No strong feelings about Martha? This from the same filmmaker who put Patricia Hearst in a movie? OK, even Waters gets a pass now and then.
But we have strong feelings about Martha and her bracelet. Powerful feelings. An ankle bracelet, even if court-ordered, emits a low-rent vibe and, thus, is perversely appealing on someone so high rent. This level of analysis can get pretty sophisticated, so let's just say a braceleted Martha has that bad-good-girl thing going on.
Until this past week, we never thought much about Martha. When other enlightened men folk would say, Have to admit it, dude, she's good-looking, we would smile politely and concur telepathically.
We would then quickly banish such thoughts because we feared Martha could somehow hear our private observations, track us down by transmitter bracelet, and crochet a prison poncho out of our hides. Fear of Martha - or Marthobia, as experts call it.
We are now ready to come out of the armoire. At a news conference last week in New York, Martha Stewart, the 64-year-old founder of Martha Stewart Living Omnimedia, hiked her brown dress pants to show off her monitoring bracelet - a surveillance anklet, if you will. In photos seen 'round the Internet, Martha showed a little leg! And there, the rigid rubber of a monitoring bracelet shackled to a Martha ankle.
The bracelet "has had no impact whatsoever on the production of the shows," she told the press in announcing her daily syndicated show Martha and The Apprentice: Martha Stewart, both beginning next month.
Maybe the bracelet didn't impact her television productions, but we felt something. For Martha, this might as well have been a full-court striptease.
We did have a preview last month, when Martha was spotted riding horses at her Bedford, N.Y., estate. "The transmitter was firmly tethered to her ... leg, peeking out from a pair of form-fitting khaki jodhpurs," reported the New York Daily News.

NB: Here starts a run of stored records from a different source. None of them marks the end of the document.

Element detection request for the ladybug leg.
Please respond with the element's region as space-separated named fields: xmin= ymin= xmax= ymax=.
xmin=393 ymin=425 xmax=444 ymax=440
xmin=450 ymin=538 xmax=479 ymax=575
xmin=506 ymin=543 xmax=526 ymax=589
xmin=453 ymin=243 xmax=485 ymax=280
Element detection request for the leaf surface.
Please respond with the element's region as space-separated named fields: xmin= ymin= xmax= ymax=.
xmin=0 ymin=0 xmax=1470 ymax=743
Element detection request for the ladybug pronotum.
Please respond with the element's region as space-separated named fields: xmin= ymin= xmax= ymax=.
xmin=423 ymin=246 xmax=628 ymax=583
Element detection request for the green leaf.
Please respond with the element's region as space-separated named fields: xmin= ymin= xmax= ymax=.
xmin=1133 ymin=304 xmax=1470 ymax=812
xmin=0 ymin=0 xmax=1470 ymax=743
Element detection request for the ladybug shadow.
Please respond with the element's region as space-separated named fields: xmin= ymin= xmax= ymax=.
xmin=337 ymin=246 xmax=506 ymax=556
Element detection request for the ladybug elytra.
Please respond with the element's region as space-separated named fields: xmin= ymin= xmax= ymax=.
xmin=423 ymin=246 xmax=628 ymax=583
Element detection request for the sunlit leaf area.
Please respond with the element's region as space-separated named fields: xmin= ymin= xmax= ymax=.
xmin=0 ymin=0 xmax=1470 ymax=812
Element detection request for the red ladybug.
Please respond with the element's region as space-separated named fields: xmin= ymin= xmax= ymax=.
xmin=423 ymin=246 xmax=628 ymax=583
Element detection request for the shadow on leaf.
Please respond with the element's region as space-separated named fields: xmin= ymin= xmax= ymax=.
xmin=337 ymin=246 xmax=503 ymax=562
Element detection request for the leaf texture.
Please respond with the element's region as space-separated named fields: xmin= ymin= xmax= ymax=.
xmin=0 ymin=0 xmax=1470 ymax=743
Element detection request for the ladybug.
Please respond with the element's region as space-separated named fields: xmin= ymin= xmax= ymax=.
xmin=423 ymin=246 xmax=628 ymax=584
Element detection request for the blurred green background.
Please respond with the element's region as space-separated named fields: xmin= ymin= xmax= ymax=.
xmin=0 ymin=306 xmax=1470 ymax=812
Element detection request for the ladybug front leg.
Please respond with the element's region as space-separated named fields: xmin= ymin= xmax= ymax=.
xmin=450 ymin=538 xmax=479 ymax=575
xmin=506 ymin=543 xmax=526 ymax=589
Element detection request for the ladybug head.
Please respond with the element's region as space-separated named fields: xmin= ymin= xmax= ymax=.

Then came last Thursday, when Martha completely extended her leg to brazenly exhibit the bracelet, as TV producer Mark Burnett looked on and down. You go, home girl!
But all sexy, criminal accessories aren't meant to last.
At midnight, Martha can lose the monitor. There was "no statement" yesterday from a company spokesperson when asked if Martha had big plans for her liberation (although 18 months of probation now begin). Whatever she does, it won't be like that tacky Robert Blake, who, moments after being acquitted of murder charges, reached down and cut off his bracelet right there in the courtroom. Not special at all.
No, Martha will find a tasteful way of shedding that pain in her ankle. She will not miss her modern offender supervision device. But we will miss her bracelet - and that day in late August when Martha Stewart, of all people, showed a little leg.